An assignment in my class last week was to write an essay following This I Believe guidelines. I had never heard of it before, but This I Believe is a website (and books, and radio spots) that have people write essays about things that they believe. Apparently it started in the 50's where famous people would read their essays on the radio each week. Pretty cool!
I did my essay as a tribute to my brother, who died 8 years ago. Anyone who knows me knows that I was very close to him and have been devastated since his passing. It was a joy and an honor to write this for him. My professor liked it and suggested that I submit it to the This I Believe website, I just finished doing that. I cant wait to find out if they accept me or not. I'm soooo excited!!!
I decided to share the essay here, as well. So here is my essay, I hope you enjoy! And please feel free to comment, I would love to hear what you think!!

Boys are trouble.  They are mean and yucky.  But when you share the same parents they also become something special and wonderful.  You develop a bond that will never be understood by anyone who doesn’t share in it, a love that no one else can comprehend.  Sibling relationships are a precious gift of God, and no matter how much they may annoy you at times, one day their importance will become very clear.
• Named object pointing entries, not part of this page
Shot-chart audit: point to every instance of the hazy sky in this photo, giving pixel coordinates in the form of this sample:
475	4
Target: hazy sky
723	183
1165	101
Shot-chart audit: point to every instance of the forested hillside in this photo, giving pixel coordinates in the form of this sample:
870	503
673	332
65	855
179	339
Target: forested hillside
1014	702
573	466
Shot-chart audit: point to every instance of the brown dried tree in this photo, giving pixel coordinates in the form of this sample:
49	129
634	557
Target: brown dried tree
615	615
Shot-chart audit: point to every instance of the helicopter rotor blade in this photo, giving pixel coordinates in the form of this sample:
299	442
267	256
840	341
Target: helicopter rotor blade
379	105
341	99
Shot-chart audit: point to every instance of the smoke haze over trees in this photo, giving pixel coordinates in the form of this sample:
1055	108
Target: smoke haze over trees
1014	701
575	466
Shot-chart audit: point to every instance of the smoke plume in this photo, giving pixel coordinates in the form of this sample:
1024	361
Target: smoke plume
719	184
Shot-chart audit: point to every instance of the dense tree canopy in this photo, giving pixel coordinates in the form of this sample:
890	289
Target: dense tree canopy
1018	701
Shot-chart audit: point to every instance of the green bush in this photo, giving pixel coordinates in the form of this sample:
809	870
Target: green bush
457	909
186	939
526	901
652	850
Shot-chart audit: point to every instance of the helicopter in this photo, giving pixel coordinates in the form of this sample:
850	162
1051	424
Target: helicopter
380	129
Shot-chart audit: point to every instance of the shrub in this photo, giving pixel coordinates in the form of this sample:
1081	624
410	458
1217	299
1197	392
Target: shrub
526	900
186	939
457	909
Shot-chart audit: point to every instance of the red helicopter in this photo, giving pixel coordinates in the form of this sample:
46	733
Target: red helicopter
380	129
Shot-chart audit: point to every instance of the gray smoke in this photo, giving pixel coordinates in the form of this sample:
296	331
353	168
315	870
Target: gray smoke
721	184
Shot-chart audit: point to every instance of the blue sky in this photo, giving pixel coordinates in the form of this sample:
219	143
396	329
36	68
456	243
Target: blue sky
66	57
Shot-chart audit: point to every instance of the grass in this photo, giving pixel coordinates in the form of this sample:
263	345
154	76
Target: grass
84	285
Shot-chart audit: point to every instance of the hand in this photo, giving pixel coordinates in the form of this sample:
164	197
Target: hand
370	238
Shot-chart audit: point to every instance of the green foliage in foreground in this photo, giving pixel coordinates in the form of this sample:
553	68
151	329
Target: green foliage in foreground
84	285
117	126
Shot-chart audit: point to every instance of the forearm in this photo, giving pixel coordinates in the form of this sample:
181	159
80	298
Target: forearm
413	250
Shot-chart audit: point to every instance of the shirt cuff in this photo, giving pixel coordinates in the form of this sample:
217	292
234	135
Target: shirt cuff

My brother, Robb, was five years older than me, and much cooler than I was.  He was popular, outgoing and athletic; he seemed to have it all.  But of all the things that took his attention, he loved me the most.  I was just a baby compared to him, painfully shy and friendless. I thought very low of myself, but he thought the world of me and I could do no wrong in his eyes. 
I didn’t always make things easy for Robb.  I would brutally pick on him at times.  I would do things just to get him fired up, just to be a little troublemaker.  But he took it like it was just his job as my brother.  Through it all, I knew that no matter what I needed, all I had to do was call on him and he would be there, and there were many times that I did.  Whether it was to borrow money, or go talk to a boy that had been mean to me, he stood beside me.
As we grew older, we just grew closer and closer.  Robb was at my house so much that he basically lived with me for many years. I would get frustrated at times, but deep down in my heart; I just loved having him around.  We would play video games and stay up all night long talking. We shared a love for the same kind of music and had such fun listening to it together. Of course, we always had to have pizza and chips around, or run to whatever burger joint he might be craving at the moment.  He also loved being an uncle and spending time with my children.  He would always say that they, especially my oldest daughter, reminded him of me when I was younger.  
Robb was human and made his mistakes. I got mad at him more times than I could count.  But I knew he loved me; I just never realized how much I loved him until one day when it was too late.  One horrible Thursday in August, a day I will never forget, he died too young, just shy of his thirty-fifth birthday.  He’s been gone eight years now, and my life will never be the same.
Although I live a very full life, with many precious people in it, there will always be a hole in my heart.  It will never be whole again, because it was meant for just him.   I have many close relationships: my husband, my parents, my children, and, I adore them all. But they cannot be my brother.  I didn’t realize just how much he meant to me until he was gone, and now it’s too late.  All that I can do is to teach my children to appreciate their own siblings, to help them see how precious they really are to each other.  They may not see it now, but they really do love each other more than they themselves are able to understand.  I would give the world to have five more minutes with Robb.  I would absolutely love to give him a few more hugs and tell him how much I love him and how much he means to me.  Nothing is quite like that bond shared by siblings. I know from experience, a bond between siblings is so very precious.  This, I believe.